The next two graphs weren't any better as they kept up the charade:
After infuriating former President Donald J. Trump by resisting his demands to overturn the state’s election results, Mr. Kemp became an outcast in his own party. He spent weeks fending off a daily barrage of attacks from right-wing media, fellow Republican lawmakers and party officials, and Mr. Trump vowed to retaliate by sending a hard-right loyalist to oppose him in the primary next year.
But the sweeping new voting bill Mr. Kemp signed two weeks ago has provided a lifeline to the embattled governor to rebuild his standing among the party’s base. The bill severely curtails the ability to vote in Georgia, particularly for people of color. Mr. Kemp has seized on it as a political opportunity, defending the law as one that expands voting access, condemning those who criticize it and conflating the criticism with so-called cancel culture.
Continuing to keep their guns turned on Kemp, they did what they've almost certainly not done with Democrats during the Trump-Russia probe, which was gripe about someone's number of interviews and TV appearances (click “expand”):
Since signing the bill into law on March 25, Mr. Kemp has done roughly 50 interviews, 14 with Fox News, promoting the new restrictions with messaging that aligns with Mr. Trump’s baseless claims that the election was rigged against him.
A political ascent would represent an unlikely turnaround for Mr. Kemp, making him the most prominent Republican to find a way to overcome Mr. Trump’s campaign of retribution, and perhaps providing an early test of the former president’s ability to impose his will on the party’s electoral future.
Mr. Kemp’s argument is designed to pump adrenaline into the conservative vein, by focusing on two of the most animating topics of the political right: election mechanics and an ominous portrayal of the Democratic left.
The new law Mr. Kemp is championing makes it harder to acquire an absentee ballot, creates new restrictions and complications for voting and hands sweeping new power over the electoral process to Republican legislators. It has drawn harsh criticism from local companies like Coca-Cola and Delta, and prompted Major League Baseball to move its All-Star Game out of suburban Atlanta as a form of protest.
Those “restrictions and complications” exist in blue states as well, including Minnesota and Colorado (where Major League Baseball just relocated its All-Star game). The Times just won’t cover them.

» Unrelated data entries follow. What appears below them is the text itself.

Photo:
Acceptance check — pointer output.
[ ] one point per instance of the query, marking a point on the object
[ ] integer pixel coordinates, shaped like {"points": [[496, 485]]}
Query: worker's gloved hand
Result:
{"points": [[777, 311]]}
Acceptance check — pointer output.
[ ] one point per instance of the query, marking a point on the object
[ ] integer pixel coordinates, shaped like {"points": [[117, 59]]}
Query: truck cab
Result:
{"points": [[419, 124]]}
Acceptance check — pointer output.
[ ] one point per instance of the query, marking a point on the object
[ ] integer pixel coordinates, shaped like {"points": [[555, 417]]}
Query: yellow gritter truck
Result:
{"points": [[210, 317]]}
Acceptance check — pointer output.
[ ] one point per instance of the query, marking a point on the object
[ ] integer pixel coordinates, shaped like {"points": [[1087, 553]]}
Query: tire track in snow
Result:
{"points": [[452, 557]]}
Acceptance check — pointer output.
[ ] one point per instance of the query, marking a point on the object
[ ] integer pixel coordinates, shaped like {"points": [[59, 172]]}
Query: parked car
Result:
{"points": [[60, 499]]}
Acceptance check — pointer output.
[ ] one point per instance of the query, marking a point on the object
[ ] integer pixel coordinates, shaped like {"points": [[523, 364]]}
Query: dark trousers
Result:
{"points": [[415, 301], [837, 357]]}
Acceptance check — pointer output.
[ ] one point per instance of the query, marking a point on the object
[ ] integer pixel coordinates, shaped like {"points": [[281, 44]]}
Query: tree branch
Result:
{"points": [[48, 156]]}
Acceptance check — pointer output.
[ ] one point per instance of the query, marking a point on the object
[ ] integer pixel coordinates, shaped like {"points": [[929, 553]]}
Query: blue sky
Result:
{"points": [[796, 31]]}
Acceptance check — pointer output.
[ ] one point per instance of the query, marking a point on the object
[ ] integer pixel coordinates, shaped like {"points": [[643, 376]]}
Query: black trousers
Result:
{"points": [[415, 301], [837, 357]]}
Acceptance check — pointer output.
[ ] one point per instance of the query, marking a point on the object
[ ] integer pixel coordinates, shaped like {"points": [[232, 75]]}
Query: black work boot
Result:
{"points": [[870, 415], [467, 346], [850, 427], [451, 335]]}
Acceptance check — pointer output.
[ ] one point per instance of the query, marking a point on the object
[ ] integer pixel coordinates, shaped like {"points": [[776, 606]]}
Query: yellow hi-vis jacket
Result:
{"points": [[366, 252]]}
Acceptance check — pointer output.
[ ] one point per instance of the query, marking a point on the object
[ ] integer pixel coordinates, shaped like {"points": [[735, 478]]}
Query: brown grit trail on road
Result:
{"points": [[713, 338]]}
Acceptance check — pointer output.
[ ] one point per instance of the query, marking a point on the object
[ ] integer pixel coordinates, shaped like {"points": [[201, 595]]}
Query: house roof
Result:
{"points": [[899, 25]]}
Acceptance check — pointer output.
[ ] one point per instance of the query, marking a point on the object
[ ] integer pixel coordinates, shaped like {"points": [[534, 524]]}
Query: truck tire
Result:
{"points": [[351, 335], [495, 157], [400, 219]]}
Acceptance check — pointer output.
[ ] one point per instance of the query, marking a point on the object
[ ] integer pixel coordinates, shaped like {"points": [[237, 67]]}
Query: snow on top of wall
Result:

Leaning hard into the racism lie, Lerer and Epstein concluded by allowing a Democrat to go unchallenged in accusing Kemp of playing racial politics:
Democrats say his ardent support of the law and attacks on [Stacey] Abrams are a cynical effort to bolster his standing among his conservative base while suppressing votes for his general election opponents.
“This is all politics,” said Representative Nikema Williams, the chairwoman of the state Democratic Party, who replaced the civil rights icon John Lewis in Congress. “Let’s also be clear that a part of that politics is keeping Black and brown people away from the polls so he can continue to win elections in Georgia.”